All DNA and RNA raw reads have been deposited in DDBJ with the accession numbers of DRR539406–DRR539437 (See Table 1)46. The complete genome sequences of chloroplast, mitochondria and nuclear rRNA genes were deposited with the accession numbers of LC814759–LC814791 (See Table 3)47.

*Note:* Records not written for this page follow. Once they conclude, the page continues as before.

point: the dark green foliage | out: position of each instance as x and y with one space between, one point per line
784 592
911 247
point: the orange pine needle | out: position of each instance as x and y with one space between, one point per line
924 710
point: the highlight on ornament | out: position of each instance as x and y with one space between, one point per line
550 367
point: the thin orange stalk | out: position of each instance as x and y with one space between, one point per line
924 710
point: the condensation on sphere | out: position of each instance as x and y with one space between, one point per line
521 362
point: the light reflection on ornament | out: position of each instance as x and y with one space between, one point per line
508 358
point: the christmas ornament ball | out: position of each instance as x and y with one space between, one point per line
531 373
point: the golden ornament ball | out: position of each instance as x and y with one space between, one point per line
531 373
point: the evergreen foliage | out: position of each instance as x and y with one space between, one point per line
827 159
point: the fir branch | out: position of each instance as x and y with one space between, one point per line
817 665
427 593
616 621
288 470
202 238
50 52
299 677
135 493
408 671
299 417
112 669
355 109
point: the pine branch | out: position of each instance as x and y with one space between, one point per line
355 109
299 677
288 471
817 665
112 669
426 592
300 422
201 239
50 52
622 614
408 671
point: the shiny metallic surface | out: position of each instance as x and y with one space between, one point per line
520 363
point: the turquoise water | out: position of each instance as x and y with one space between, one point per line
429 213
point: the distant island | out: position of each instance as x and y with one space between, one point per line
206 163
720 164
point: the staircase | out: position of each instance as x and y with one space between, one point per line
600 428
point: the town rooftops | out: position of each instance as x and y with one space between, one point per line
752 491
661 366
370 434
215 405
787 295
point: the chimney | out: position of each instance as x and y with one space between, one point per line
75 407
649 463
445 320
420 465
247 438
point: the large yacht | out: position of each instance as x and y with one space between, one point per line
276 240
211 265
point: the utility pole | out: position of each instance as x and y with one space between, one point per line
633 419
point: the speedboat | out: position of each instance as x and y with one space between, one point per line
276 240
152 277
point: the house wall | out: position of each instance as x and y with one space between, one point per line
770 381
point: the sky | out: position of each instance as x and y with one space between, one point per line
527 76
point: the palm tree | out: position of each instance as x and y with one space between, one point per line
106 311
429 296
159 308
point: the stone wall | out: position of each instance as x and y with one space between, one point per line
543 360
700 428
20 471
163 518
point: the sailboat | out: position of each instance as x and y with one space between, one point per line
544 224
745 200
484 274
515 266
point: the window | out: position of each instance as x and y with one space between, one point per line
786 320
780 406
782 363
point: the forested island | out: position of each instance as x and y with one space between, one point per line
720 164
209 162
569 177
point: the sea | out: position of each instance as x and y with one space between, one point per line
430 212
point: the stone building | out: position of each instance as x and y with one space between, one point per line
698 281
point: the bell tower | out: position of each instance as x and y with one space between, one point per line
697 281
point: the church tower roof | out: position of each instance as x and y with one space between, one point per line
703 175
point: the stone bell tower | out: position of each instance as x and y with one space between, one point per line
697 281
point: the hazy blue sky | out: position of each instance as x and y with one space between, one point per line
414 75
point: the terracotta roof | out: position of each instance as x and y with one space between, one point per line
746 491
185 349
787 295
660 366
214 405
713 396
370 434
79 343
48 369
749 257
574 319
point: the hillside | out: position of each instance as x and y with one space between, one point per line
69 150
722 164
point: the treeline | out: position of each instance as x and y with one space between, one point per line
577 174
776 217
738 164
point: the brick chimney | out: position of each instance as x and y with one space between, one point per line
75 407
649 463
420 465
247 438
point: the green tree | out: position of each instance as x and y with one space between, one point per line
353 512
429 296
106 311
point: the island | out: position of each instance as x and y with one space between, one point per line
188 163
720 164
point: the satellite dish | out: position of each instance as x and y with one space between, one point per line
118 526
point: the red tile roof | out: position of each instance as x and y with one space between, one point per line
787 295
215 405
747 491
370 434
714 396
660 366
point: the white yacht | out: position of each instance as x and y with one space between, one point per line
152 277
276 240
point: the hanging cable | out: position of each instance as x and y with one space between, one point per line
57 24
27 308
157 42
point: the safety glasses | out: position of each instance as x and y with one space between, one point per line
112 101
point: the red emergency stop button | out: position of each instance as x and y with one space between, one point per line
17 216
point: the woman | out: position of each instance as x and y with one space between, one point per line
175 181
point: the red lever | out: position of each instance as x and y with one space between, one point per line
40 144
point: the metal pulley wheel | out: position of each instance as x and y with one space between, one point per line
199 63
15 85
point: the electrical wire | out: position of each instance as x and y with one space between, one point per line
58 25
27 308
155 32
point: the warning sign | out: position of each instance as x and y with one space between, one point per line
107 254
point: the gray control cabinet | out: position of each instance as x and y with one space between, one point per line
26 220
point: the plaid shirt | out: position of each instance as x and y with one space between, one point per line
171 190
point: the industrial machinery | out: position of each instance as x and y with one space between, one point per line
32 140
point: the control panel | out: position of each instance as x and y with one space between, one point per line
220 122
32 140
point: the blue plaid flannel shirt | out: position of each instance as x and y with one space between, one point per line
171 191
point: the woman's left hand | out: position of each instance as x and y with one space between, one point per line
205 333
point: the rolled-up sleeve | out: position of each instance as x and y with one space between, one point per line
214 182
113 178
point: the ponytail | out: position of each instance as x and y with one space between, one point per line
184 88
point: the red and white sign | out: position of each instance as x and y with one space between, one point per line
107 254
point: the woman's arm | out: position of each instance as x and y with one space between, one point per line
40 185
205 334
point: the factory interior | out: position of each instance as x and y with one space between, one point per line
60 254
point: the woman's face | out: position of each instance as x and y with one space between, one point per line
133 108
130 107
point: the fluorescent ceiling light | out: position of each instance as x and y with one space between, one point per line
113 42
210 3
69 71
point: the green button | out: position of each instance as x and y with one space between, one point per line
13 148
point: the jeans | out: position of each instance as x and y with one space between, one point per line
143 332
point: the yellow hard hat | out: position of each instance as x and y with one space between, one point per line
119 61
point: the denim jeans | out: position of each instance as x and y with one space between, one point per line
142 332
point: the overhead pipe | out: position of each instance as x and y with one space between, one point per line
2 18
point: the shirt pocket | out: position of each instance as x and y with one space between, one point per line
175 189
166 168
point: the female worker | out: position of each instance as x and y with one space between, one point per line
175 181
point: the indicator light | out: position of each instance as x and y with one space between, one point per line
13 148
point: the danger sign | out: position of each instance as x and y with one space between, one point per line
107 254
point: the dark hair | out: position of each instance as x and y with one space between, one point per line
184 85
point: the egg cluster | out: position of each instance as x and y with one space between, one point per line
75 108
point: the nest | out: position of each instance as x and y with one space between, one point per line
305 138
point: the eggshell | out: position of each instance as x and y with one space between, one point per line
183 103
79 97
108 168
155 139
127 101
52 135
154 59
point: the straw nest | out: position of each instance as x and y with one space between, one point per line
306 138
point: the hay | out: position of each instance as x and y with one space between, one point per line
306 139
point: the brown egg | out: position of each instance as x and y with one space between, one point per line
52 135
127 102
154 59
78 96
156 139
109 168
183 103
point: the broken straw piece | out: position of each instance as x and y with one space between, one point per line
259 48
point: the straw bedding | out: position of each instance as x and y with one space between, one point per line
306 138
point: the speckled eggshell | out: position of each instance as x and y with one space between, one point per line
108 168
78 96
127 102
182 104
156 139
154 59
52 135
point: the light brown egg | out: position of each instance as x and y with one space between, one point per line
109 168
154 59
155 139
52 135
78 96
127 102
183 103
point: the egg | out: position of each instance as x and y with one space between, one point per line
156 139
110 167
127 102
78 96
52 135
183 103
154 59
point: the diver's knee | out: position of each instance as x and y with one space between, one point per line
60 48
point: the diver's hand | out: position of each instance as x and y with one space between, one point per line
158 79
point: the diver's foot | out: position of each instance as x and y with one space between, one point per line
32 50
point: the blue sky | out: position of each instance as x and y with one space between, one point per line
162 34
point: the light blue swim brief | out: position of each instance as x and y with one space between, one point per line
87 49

The assembly genome data have also been deposited with the accession numbers of BAAHPM010000001-BAAHPM010000104, BAAHPN010000001-BAAHPN010000346, BAAHPO010000001-BAAHPO010000158, BAAHPP010000001-BAAHPP010000130, BAAHPQ010000001-BAAHPQ010000150, BAAHPR010000001-BAAHPR010000169, BAAHPS010000001-BAAHPS010000286, BAAHPT010000001-BAAHPT010000096, BAAHPU010000001-BAAHPU010000093, BAAHPV010000001-BAAHPV010000330, and BAAHPW010000001-BAAHPW010000121 (See Table 5)48

Table 5 The accession number information of the assembly genome on the strains of Skeletonema.

Technical Validation

Technical validation quality assessment of the genome assembly

The total assembly lengths are 40.3–69.3 Mbp, and the scaffold N50s are 0.3–1.1 Mbp (Table 2). BUSCO analysis was performed with Stramenopiles conserved genes databases to assess the completeness of the genome assembly, resulting in values of 90–98%.

Gene prediction and annotation validation

Gene models within the assembly were forecasted using Augustus, trained with the BUSCO assessment results. The ultimate gene set encompassed a range of 15,275 to 21,376 genes, as detailed in Table 2. The BUSCO value, ranging from 90% to 98%, closely paralleled those observed in the genome assembly. This congruence suggests the robust reliability of the generated genome models.